All memos appear in the list exactly as they were, including colour labels and pinned status. Spot-check a couple of memos to confirm the content matches.

⚠️ Merge behaviour to know If you import into a browser that already has existing memos, the import adds the backup's memos alongside the existing ones rather than replacing them. If you intend to fully restore a clean state, clear the existing memos first or be ready to remove duplicates afterward.
"The privacy of local storage and the safety of a backup aren't in conflict — they're two halves of the same good habit."

Building a Backup Routine That Actually Sticks

  • Pick one fixed day per week (Sunday evening is popular) and export every time, no exceptions
  • Name files with the date so you can identify the most recent backup at a glance
  • Keep at least two recent backups rather than overwriting the same file each time
  • Store backups in a location you'd actually remember to check — a dedicated folder, not "Downloads"

Pair this with the colour and pinning system from our visual organisation guide and the shortcut habits in our pro tips article, and your entire Memo Notepad workflow becomes both fast and resilient — private by architecture, and safe by habit.

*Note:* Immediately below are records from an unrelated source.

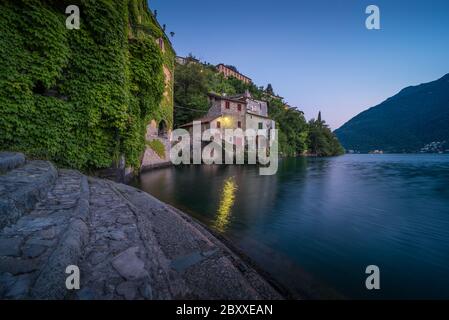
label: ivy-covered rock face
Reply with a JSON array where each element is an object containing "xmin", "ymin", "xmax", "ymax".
[{"xmin": 0, "ymin": 0, "xmax": 174, "ymax": 170}]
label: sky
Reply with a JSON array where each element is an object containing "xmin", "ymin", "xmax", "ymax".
[{"xmin": 149, "ymin": 0, "xmax": 449, "ymax": 129}]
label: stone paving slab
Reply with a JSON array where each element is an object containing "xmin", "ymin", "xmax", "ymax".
[
  {"xmin": 114, "ymin": 184, "xmax": 282, "ymax": 299},
  {"xmin": 0, "ymin": 161, "xmax": 282, "ymax": 299},
  {"xmin": 0, "ymin": 170, "xmax": 88, "ymax": 299}
]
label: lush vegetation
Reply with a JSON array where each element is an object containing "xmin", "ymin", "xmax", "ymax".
[
  {"xmin": 0, "ymin": 0, "xmax": 174, "ymax": 169},
  {"xmin": 146, "ymin": 139, "xmax": 165, "ymax": 159},
  {"xmin": 174, "ymin": 62, "xmax": 344, "ymax": 156},
  {"xmin": 335, "ymin": 74, "xmax": 449, "ymax": 152}
]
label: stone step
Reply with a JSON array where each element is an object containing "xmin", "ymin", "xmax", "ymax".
[
  {"xmin": 113, "ymin": 184, "xmax": 281, "ymax": 300},
  {"xmin": 0, "ymin": 152, "xmax": 25, "ymax": 174},
  {"xmin": 77, "ymin": 178, "xmax": 176, "ymax": 299},
  {"xmin": 0, "ymin": 161, "xmax": 58, "ymax": 230},
  {"xmin": 0, "ymin": 170, "xmax": 89, "ymax": 299}
]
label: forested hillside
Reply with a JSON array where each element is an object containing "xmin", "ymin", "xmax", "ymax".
[{"xmin": 335, "ymin": 74, "xmax": 449, "ymax": 152}]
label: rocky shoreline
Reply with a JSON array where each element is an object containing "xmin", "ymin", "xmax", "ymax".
[{"xmin": 0, "ymin": 153, "xmax": 285, "ymax": 299}]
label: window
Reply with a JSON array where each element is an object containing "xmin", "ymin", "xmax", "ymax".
[{"xmin": 157, "ymin": 38, "xmax": 165, "ymax": 51}]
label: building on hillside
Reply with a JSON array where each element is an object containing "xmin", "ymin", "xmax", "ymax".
[
  {"xmin": 176, "ymin": 56, "xmax": 200, "ymax": 66},
  {"xmin": 140, "ymin": 7, "xmax": 176, "ymax": 171},
  {"xmin": 181, "ymin": 93, "xmax": 246, "ymax": 145},
  {"xmin": 232, "ymin": 90, "xmax": 276, "ymax": 135},
  {"xmin": 216, "ymin": 63, "xmax": 252, "ymax": 84}
]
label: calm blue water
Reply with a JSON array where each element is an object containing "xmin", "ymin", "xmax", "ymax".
[{"xmin": 136, "ymin": 155, "xmax": 449, "ymax": 298}]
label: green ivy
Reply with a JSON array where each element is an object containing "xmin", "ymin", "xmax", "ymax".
[{"xmin": 0, "ymin": 0, "xmax": 174, "ymax": 170}]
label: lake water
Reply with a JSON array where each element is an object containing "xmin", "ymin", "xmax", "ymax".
[{"xmin": 136, "ymin": 155, "xmax": 449, "ymax": 299}]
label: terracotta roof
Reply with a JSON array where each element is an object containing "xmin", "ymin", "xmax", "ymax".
[
  {"xmin": 246, "ymin": 111, "xmax": 271, "ymax": 120},
  {"xmin": 208, "ymin": 92, "xmax": 246, "ymax": 104}
]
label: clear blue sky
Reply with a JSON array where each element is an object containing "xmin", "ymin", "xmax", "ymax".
[{"xmin": 149, "ymin": 0, "xmax": 449, "ymax": 129}]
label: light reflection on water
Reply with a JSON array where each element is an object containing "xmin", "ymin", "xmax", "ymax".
[
  {"xmin": 214, "ymin": 177, "xmax": 237, "ymax": 232},
  {"xmin": 136, "ymin": 155, "xmax": 449, "ymax": 298}
]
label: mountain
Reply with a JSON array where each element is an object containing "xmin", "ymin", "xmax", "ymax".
[{"xmin": 335, "ymin": 74, "xmax": 449, "ymax": 153}]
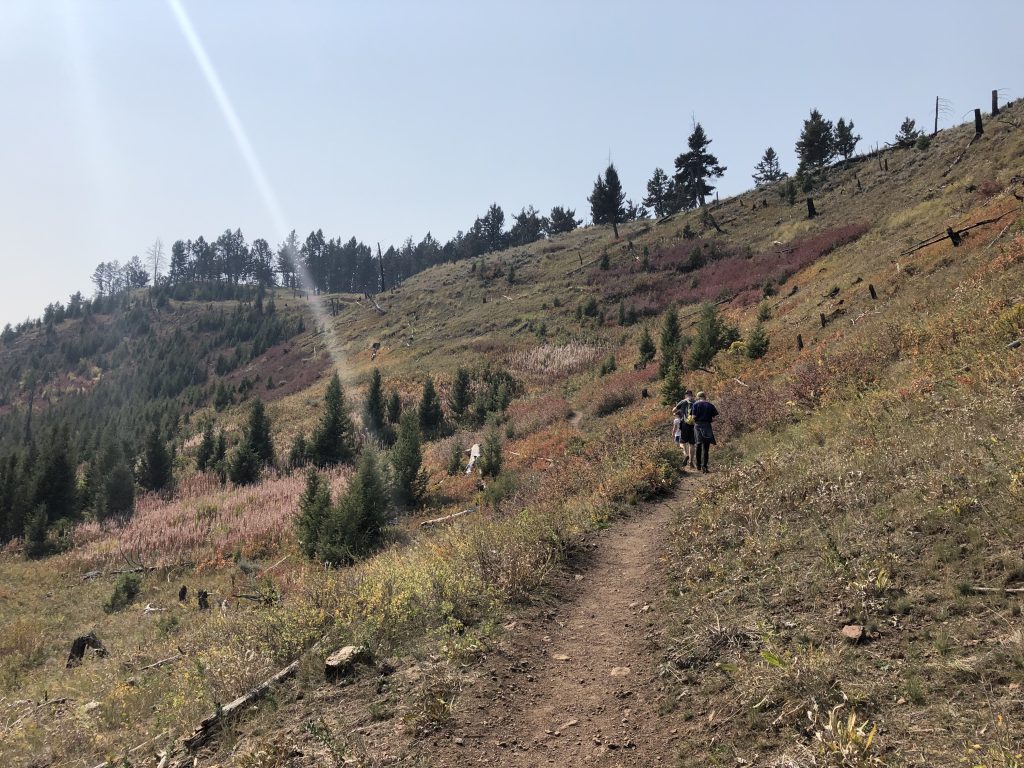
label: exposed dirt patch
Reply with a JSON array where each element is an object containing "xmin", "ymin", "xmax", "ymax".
[{"xmin": 422, "ymin": 505, "xmax": 677, "ymax": 767}]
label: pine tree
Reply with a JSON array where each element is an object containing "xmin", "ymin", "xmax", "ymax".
[
  {"xmin": 93, "ymin": 435, "xmax": 135, "ymax": 520},
  {"xmin": 196, "ymin": 421, "xmax": 217, "ymax": 472},
  {"xmin": 754, "ymin": 146, "xmax": 785, "ymax": 186},
  {"xmin": 227, "ymin": 440, "xmax": 262, "ymax": 485},
  {"xmin": 643, "ymin": 168, "xmax": 676, "ymax": 219},
  {"xmin": 836, "ymin": 118, "xmax": 860, "ymax": 162},
  {"xmin": 31, "ymin": 427, "xmax": 78, "ymax": 522},
  {"xmin": 547, "ymin": 206, "xmax": 583, "ymax": 237},
  {"xmin": 746, "ymin": 322, "xmax": 769, "ymax": 360},
  {"xmin": 444, "ymin": 440, "xmax": 462, "ymax": 475},
  {"xmin": 316, "ymin": 451, "xmax": 389, "ymax": 564},
  {"xmin": 449, "ymin": 367, "xmax": 473, "ymax": 419},
  {"xmin": 211, "ymin": 429, "xmax": 227, "ymax": 472},
  {"xmin": 476, "ymin": 425, "xmax": 503, "ymax": 477},
  {"xmin": 587, "ymin": 164, "xmax": 626, "ymax": 240},
  {"xmin": 243, "ymin": 398, "xmax": 273, "ymax": 467},
  {"xmin": 896, "ymin": 118, "xmax": 924, "ymax": 148},
  {"xmin": 387, "ymin": 389, "xmax": 401, "ymax": 424},
  {"xmin": 657, "ymin": 306, "xmax": 682, "ymax": 378},
  {"xmin": 365, "ymin": 368, "xmax": 386, "ymax": 434},
  {"xmin": 674, "ymin": 123, "xmax": 726, "ymax": 210},
  {"xmin": 419, "ymin": 376, "xmax": 444, "ymax": 439},
  {"xmin": 295, "ymin": 469, "xmax": 331, "ymax": 557},
  {"xmin": 391, "ymin": 414, "xmax": 426, "ymax": 507},
  {"xmin": 138, "ymin": 427, "xmax": 173, "ymax": 490},
  {"xmin": 689, "ymin": 304, "xmax": 739, "ymax": 368},
  {"xmin": 639, "ymin": 328, "xmax": 657, "ymax": 368},
  {"xmin": 288, "ymin": 432, "xmax": 309, "ymax": 469},
  {"xmin": 662, "ymin": 358, "xmax": 685, "ymax": 406},
  {"xmin": 797, "ymin": 110, "xmax": 836, "ymax": 176},
  {"xmin": 309, "ymin": 373, "xmax": 355, "ymax": 467},
  {"xmin": 25, "ymin": 504, "xmax": 49, "ymax": 559}
]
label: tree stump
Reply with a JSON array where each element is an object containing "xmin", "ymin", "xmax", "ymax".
[{"xmin": 65, "ymin": 632, "xmax": 106, "ymax": 669}]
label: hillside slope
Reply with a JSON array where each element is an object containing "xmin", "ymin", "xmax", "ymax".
[{"xmin": 0, "ymin": 103, "xmax": 1024, "ymax": 766}]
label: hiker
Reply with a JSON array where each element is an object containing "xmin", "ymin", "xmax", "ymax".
[
  {"xmin": 690, "ymin": 392, "xmax": 718, "ymax": 472},
  {"xmin": 675, "ymin": 389, "xmax": 697, "ymax": 467}
]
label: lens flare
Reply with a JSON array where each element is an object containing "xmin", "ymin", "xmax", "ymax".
[{"xmin": 167, "ymin": 0, "xmax": 342, "ymax": 372}]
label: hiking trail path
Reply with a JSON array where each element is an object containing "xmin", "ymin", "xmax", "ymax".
[{"xmin": 428, "ymin": 490, "xmax": 680, "ymax": 768}]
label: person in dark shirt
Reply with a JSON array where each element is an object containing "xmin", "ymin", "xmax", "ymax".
[
  {"xmin": 674, "ymin": 389, "xmax": 697, "ymax": 468},
  {"xmin": 690, "ymin": 392, "xmax": 718, "ymax": 472}
]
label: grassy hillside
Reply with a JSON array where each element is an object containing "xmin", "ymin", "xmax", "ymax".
[{"xmin": 0, "ymin": 99, "xmax": 1024, "ymax": 766}]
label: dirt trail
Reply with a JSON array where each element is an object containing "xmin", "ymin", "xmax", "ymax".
[{"xmin": 430, "ymin": 495, "xmax": 676, "ymax": 767}]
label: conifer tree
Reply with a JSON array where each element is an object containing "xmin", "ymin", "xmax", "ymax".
[
  {"xmin": 657, "ymin": 306, "xmax": 682, "ymax": 378},
  {"xmin": 30, "ymin": 427, "xmax": 78, "ymax": 523},
  {"xmin": 639, "ymin": 328, "xmax": 657, "ymax": 368},
  {"xmin": 419, "ymin": 376, "xmax": 444, "ymax": 439},
  {"xmin": 227, "ymin": 440, "xmax": 263, "ymax": 485},
  {"xmin": 288, "ymin": 433, "xmax": 309, "ymax": 469},
  {"xmin": 674, "ymin": 123, "xmax": 726, "ymax": 210},
  {"xmin": 138, "ymin": 427, "xmax": 173, "ymax": 490},
  {"xmin": 387, "ymin": 389, "xmax": 401, "ymax": 424},
  {"xmin": 689, "ymin": 303, "xmax": 739, "ymax": 368},
  {"xmin": 309, "ymin": 373, "xmax": 355, "ymax": 467},
  {"xmin": 797, "ymin": 110, "xmax": 836, "ymax": 176},
  {"xmin": 316, "ymin": 450, "xmax": 389, "ymax": 564},
  {"xmin": 211, "ymin": 429, "xmax": 227, "ymax": 472},
  {"xmin": 25, "ymin": 504, "xmax": 49, "ymax": 559},
  {"xmin": 546, "ymin": 206, "xmax": 583, "ymax": 237},
  {"xmin": 476, "ymin": 424, "xmax": 503, "ymax": 477},
  {"xmin": 196, "ymin": 421, "xmax": 217, "ymax": 472},
  {"xmin": 449, "ymin": 367, "xmax": 473, "ymax": 419},
  {"xmin": 295, "ymin": 468, "xmax": 331, "ymax": 557},
  {"xmin": 587, "ymin": 164, "xmax": 626, "ymax": 240},
  {"xmin": 391, "ymin": 414, "xmax": 426, "ymax": 507},
  {"xmin": 365, "ymin": 368, "xmax": 386, "ymax": 434},
  {"xmin": 93, "ymin": 433, "xmax": 135, "ymax": 520},
  {"xmin": 746, "ymin": 321, "xmax": 769, "ymax": 360},
  {"xmin": 243, "ymin": 398, "xmax": 273, "ymax": 467},
  {"xmin": 643, "ymin": 168, "xmax": 676, "ymax": 219},
  {"xmin": 754, "ymin": 146, "xmax": 785, "ymax": 186},
  {"xmin": 662, "ymin": 357, "xmax": 685, "ymax": 406},
  {"xmin": 836, "ymin": 118, "xmax": 860, "ymax": 162},
  {"xmin": 896, "ymin": 118, "xmax": 924, "ymax": 148}
]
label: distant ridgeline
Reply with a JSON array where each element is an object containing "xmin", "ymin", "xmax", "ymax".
[{"xmin": 0, "ymin": 286, "xmax": 305, "ymax": 542}]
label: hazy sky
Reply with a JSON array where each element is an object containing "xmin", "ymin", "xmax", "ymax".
[{"xmin": 0, "ymin": 0, "xmax": 1024, "ymax": 324}]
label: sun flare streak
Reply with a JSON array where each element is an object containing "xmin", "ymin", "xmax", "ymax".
[{"xmin": 167, "ymin": 0, "xmax": 341, "ymax": 370}]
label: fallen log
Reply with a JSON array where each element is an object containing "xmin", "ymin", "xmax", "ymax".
[
  {"xmin": 900, "ymin": 211, "xmax": 1017, "ymax": 256},
  {"xmin": 138, "ymin": 653, "xmax": 185, "ymax": 672},
  {"xmin": 181, "ymin": 658, "xmax": 299, "ymax": 752},
  {"xmin": 420, "ymin": 507, "xmax": 476, "ymax": 528}
]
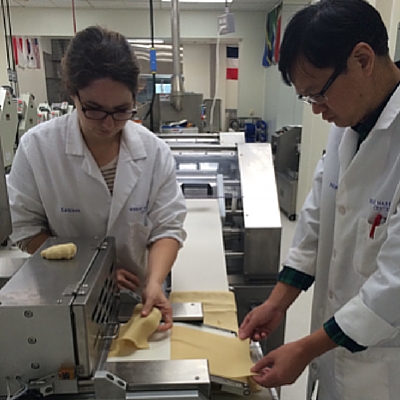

Frequently Asked Questions

Memo Notepad exports your full memo collection as a single JSON file. This preserves titles, body content, colour labels, pin status, and timestamps in a structured, human-readable format.
Yes — clearing your browser's site data or localStorage will erase your memos, since that's exactly where they're stored. Regularly exporting a JSON backup is the only way to protect against this, since there is no server-side copy.
Yes. Export your memos as a JSON file from the original browser, then use the Import function in the new browser to restore them. All colours, pins, and content transfer over exactly as they were.
Importing adds the backup's memos alongside any memos already present in that browser, rather than replacing them. If you want a clean restore, clear existing memos first or remove duplicates after importing.